February 12th, 2024

Using AI for Content Moderation with Azure SQL Database

Brian Spendolini
Senior Product Manager, Azure SQL Database

In my previous posts, I have covered using Azure OpenAI services with Azure SQL Database via REST endpoints. This post with further explore that pathway by creating stored procedures you can use to encapsulate the REST calls and combine them with custom business logic for AI content moderation with Azure SQL Database.

A Quick Introduction

The services to being used in this post are the new Azure AI Content Safety service and the Azure AI Language service. Azure AI Content Safety is a solution designed to detect harmful user-generated and AI-generated content in applications and services. It can detect such content from either text or images. Azure AI Language is a service that provides Natural Language Processing (NLP) features for understanding and analyzing text. Here we can extract and redact sensitive information in documents or text. 

Using the Services

Both services have REST endpoints we will be contacting from the database using External REST Endpoint Invocation (lovingly referred to as EREI).
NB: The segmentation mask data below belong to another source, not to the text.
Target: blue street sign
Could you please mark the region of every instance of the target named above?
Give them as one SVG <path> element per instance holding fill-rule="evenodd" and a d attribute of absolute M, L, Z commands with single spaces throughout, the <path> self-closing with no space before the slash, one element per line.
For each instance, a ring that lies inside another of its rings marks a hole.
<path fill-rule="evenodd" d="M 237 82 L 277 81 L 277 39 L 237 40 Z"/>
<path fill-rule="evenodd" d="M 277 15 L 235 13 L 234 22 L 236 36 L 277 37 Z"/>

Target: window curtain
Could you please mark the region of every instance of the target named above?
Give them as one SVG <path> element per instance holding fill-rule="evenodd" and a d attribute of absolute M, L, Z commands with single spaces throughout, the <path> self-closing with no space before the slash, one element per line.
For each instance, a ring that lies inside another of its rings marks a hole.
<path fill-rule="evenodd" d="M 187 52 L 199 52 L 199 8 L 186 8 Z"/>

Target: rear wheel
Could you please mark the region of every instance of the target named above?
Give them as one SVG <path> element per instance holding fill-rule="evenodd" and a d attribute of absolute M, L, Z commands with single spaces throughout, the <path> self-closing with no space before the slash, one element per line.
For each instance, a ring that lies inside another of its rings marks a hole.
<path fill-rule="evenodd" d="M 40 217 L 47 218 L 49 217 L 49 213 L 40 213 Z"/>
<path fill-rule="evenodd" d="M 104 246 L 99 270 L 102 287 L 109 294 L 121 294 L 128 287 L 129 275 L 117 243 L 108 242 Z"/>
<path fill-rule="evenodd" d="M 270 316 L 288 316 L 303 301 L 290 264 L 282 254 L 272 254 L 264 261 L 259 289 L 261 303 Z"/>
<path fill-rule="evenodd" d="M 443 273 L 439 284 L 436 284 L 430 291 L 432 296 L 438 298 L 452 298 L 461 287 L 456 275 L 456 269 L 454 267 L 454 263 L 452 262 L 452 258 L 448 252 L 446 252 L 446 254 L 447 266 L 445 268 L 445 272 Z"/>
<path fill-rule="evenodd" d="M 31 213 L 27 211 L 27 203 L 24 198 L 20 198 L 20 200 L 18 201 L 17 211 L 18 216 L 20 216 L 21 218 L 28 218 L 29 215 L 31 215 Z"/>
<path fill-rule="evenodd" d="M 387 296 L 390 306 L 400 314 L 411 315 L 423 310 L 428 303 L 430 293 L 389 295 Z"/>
The call to the endpoints will be encapsulated inside stored procedures so that we can use them with other objects and services such as Data API Builder or Azure SQL bindings for Azure Functions.

READ ME!

In the following examples, you will need to provide the procedures with the names of your AI Language and AI Content Safety services.

Azure AI Language

First up is Azure AI Language. In this sample, we are using the Analyze Text REST endpoint and asking it to look for and redact any personally identifiable information (PII). The endpoint requires the request body to contain some parameters for this type of analysis. Here is an example for reference:

{
    "kind": "PiiEntityRecognition",
    "analysisInput":
    {
        "documents":
        [
            {
                "id":"1",
                "language": "en",
                "text": "abcdef@abcd.com, this is my phone is 6657789887, and my IP: 255.255.255.255 127.0.0.1 fluffybunny@bunny.net, My Addresses are 1 Microsoft Way, Redmond, WA 98052, SSN 543-55-6654, 123 zoo street chickenhouse, AZ 55664"
            }
        ]
    }
}

The attribute “kind” is set to PiiEntityRecognition tell the endpoint how to analyze the text. Inside the analysisInput, is the document. Here you provide the text and the language of text (which is optional, the service can automatically discover the language).
The endpoint is in the structure of
{Endpoint}/language/:analyze-text?api-version=2023-04-01
Where the Endpoint is your Azure AI Language endpoint which is set on creation of the service.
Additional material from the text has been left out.